Super Smash Bros. Melee professional Mango reviews his match loss to Leffen in the grand finals of GOML 2016. Leffen was playing Fox, while Mango (in all but one game) played Falco, Fox’s slower near-twin.

In this post, I’ve pulled points where Mango noticed himself making or avoiding the same strategic mistake again and again: chasing. He chases Leffen’s faster character into bad fights at ledges and platforms. Fox’s speed advantage gives him many options for turning on the pursuer, who has to correctly divine what is coming. Mango recognizes he should have patiently played from center stage instead of chasing, forcing Fox to come to him. Doing so would negate some of Fox’s speed/options advantage by forcing him to openly commit an approach. Mango’s chasing and other missteps cost him the first place finish, but reviewing the games helps him continue to improve.

Early in the match review, Mango asserts that “you can see he’s always running away from me already. Any time I do anything towards him he’s either full hopping or running away. That was his gameplan, which can easily be countered and am patient and have lasers.”

Falco on stage has trouble approaching Fox on the platforms. Leffen is using platforms and hops to approach at indirect angles:

“I’ve got to give up edge and go to center stage and laser.”

“He likes to come at me at weird angles…the answer is laser more, be more patient…I dunno, I got a little antsy.”

“I just need to give up ledge, again. Stop fighting it, Mango!”

“Again I get *#$*ing hit because I’m trying to fight at the edge and I shouldn’t be. Again! Not doing that ever again, just going to stand in the center and laser.”

“How is Falco going to chase Fox when fox is so much faster?” Here in game 3 Mango is finally playing the matchup better, though it’s too little too late.

“Made him come to me instead of chasing him everywhere.”

“He’s getting fucked up this game because I’m not making a lot of the little errors. If you look at the first and second game…the little errors that he just completely took the the bank…You’re supposed to punish someone when they fuck up.”

“Again I shouldn’t be going to him right here…I should just bounce.” Though he does have a significant stock advantage, so trades favor him.

“Again same mistake. Don’t attack there.”

“This chase lucked out but still shouldn’t have chased.” Mango recognizes that chasing here was a bad idea even though this time it worked out:

Review after match 3. This time didn’t play Leffen’s game. Was more defensive.

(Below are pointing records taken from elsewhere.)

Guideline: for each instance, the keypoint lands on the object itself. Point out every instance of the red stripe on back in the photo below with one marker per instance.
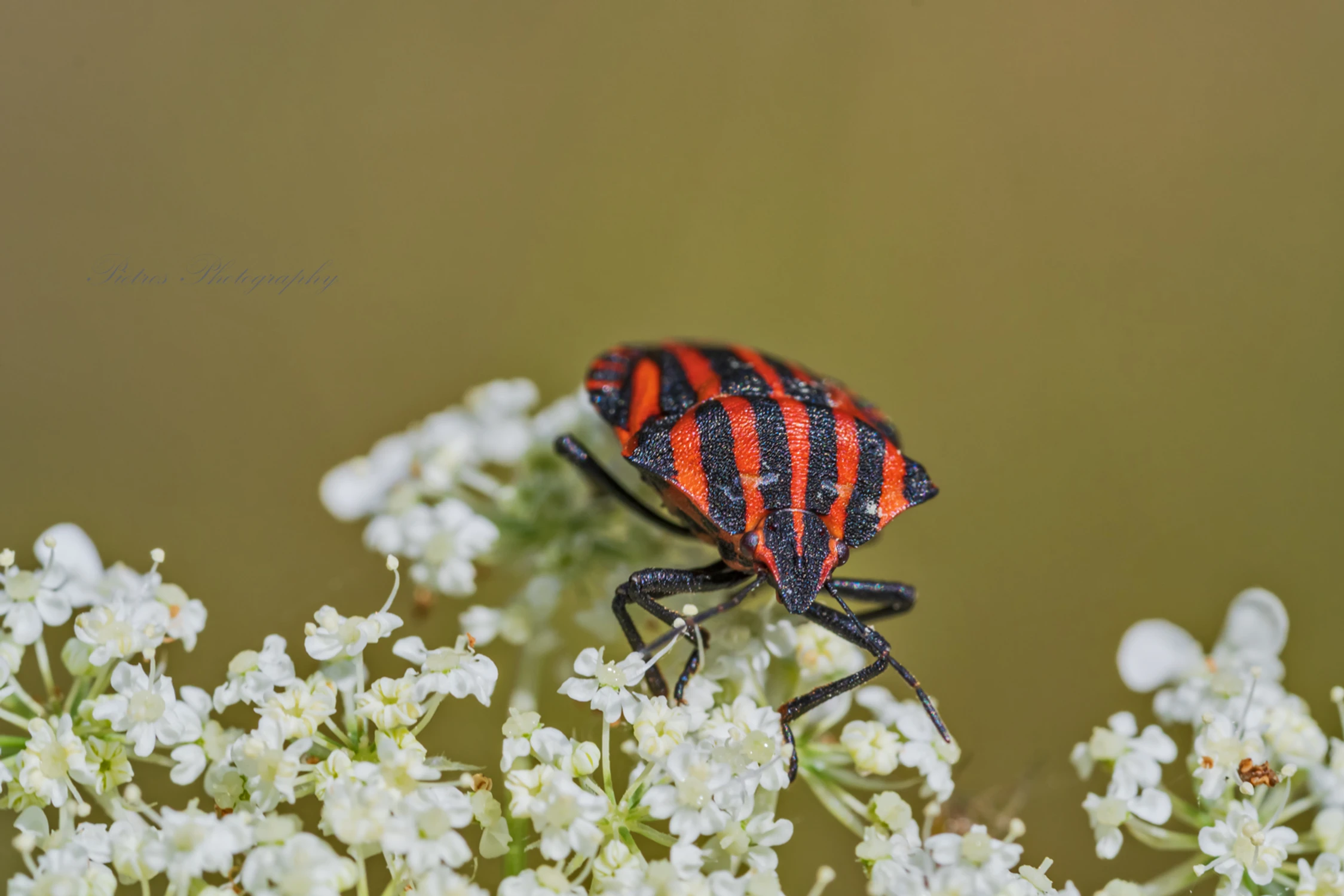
(686, 456)
(763, 367)
(644, 398)
(847, 471)
(748, 456)
(893, 500)
(799, 429)
(698, 371)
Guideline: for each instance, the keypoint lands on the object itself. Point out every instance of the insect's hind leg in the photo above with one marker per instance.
(893, 598)
(573, 450)
(865, 637)
(650, 586)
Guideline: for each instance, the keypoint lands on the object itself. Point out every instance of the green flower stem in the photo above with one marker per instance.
(1187, 813)
(652, 833)
(824, 791)
(429, 714)
(73, 698)
(39, 648)
(515, 860)
(607, 762)
(1175, 879)
(100, 684)
(1161, 837)
(15, 720)
(27, 700)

By looking at the videos of his match, Mango improves his ability to recognize play patterns. He repeatedly engaged in situations that let the opponent get more value from their speed advantage. By watching his games, Mango takes the opportunity to see and think on his mistakes, which may help him check his impulse to chase and voluntarily give up center stage when playing this matchup in the future.